WASHINGTON -- Well, of course the president who claimed bone spurs to dodge the Vietnam War wants the biggest, bestest military parade ever, with lots of tanks and rockets and flags -- zillions of flags -- and fighter jets screaming overhead. Why is anyone surprised?

We should have seen it coming. And be careful, parade-watchers: As far as Dear Leader Trump is concerned, anyone who fails to cheer as the bands play and the troops march by will surely be guilty of treason.

It was entirely predictable to learn, thanks to The Washington Post, that Trump has been hectoring the nation's top military leaders to give him a huge martial parade down Pennsylvania Avenue, complete with heavy weapons. Trump envisions a display of military might like the parades we used to see file past the Kremlin reviewing stand in the days of the Soviet Union -- and like the somewhat less grim procession he jealously witnessed in Paris on Bastille Day.

Trump has already matched North Korean dictator Kim Jong Un in dangerous, unhinged rhetoric. Now it appears he hopes to surpass his rival in linear mileage of meaningless military display.

It is hard to imagine any other president summoning his generals to demand not a better strategy in Afghanistan, not a detailed plan for success in Syria, but rather an elaborate entertainment that gives him an opportunity to be seen reviewing the troops. In this reality-show presidency, it sounds like the kind of extravaganza that one could imagine as a series finale. If so, bring it on.

Press Secretary Sarah Huckabee Sanders issued one of her customary useless explanations Wednesday. "President Trump is incredibly supportive of America's great service members who risk their lives every day to keep our country safe," she said in a statement. "He has asked the Department of Defense to explore a celebration at which all Americans can show their appreciation."

We've had military parades in the capital before, but generally they have been staged to mark a victory -- the rout of Saddam Hussein's forces in the 1991 Gulf War, for example.

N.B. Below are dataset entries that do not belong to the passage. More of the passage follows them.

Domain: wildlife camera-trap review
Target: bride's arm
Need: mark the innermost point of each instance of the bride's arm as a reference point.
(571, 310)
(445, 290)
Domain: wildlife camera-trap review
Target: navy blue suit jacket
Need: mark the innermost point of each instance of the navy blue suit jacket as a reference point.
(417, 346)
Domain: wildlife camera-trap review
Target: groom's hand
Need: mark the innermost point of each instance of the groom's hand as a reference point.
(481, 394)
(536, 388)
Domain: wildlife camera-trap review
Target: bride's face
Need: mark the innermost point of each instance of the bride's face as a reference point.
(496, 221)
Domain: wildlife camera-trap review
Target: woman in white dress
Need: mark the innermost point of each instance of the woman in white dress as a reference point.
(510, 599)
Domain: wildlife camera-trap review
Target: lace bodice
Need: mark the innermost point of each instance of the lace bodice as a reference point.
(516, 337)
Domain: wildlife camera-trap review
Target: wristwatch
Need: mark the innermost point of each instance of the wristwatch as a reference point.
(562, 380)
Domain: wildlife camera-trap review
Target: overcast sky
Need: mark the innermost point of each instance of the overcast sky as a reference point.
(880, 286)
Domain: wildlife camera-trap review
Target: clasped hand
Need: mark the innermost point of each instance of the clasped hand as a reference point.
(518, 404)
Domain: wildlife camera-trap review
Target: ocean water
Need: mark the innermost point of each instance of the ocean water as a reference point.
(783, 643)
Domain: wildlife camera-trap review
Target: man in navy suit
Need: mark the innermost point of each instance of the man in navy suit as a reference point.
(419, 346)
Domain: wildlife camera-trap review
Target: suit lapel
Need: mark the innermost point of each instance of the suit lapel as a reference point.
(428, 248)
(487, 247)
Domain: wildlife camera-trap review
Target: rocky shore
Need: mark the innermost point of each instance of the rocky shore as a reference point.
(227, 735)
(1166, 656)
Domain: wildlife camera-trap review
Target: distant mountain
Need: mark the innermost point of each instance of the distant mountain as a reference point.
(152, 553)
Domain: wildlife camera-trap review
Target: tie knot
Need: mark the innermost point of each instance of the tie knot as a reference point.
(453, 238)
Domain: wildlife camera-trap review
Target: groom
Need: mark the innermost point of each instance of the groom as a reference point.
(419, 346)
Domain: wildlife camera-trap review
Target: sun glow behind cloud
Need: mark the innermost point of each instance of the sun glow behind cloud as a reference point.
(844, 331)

At present, we don't have a fresh victory to celebrate -- or even a vaguely recent one. Trump wants the pomp without the usual circumstance.

Again, why should anyone be shocked that Trump would care much about style and not at all about substance? The only question is whether the parade idea is evidence of his alleged political genius or his delicate and damaged psyche. I vote for the latter.

There is a semi-plausible argument that Trump could consciously use such a patriotic extravaganza as a wedge, the way he has used the NFL anthem protests. It could be a with-me-or-against-me ploy. If you support the parade, you love America; if you don't, you don't.

But a celebratory military parade with nothing to celebrate could also highlight the gulf between Trump's campaign promises and his actions. He pledged to wind wars down and bring the troops home; he has done quite the opposite. A claim of final victory over the Islamic State -- perhaps Trump's most likely boast -- would be made to look empty and foolish by the next terrorist attack.

Trump is more a creature of instinct than calculation. My guess is that both his narcissism and his authoritarianism are at play in his need to honor himself with a parade.

Despite his boastful tweetstorms, the president clearly realizes that his approval ratings are historically low. He is so unpopular that he will not even risk a state visit to London to open the new U.S. embassy there for fear of being humiliated by mass protests. The campaign-style rallies he so enjoys do not appear well-designed to advance a political agenda; they do, however, boost his spirits and massage his ego.

Imagine all the love he would feel while reviewing a miles-long parade whose participants all had the sworn duty to show him respect as commander-in-chief. He would be saluted and serenaded to his heart's content. It would be an egomaniac's heaven.

Trump's big parade would also be a massive display of power -- not so much the nation's as his own. There is not a soul on earth who doubts the overwhelming strength of the U.S. military. I can think of one soul, however, who is insecure enough in his own authority that he accuses members of Congress who do not stand and applaud him of treason.

Trump seems shocked to learn that the legislative and judicial branches do not have to do whatever he says. The military marching bands do, though.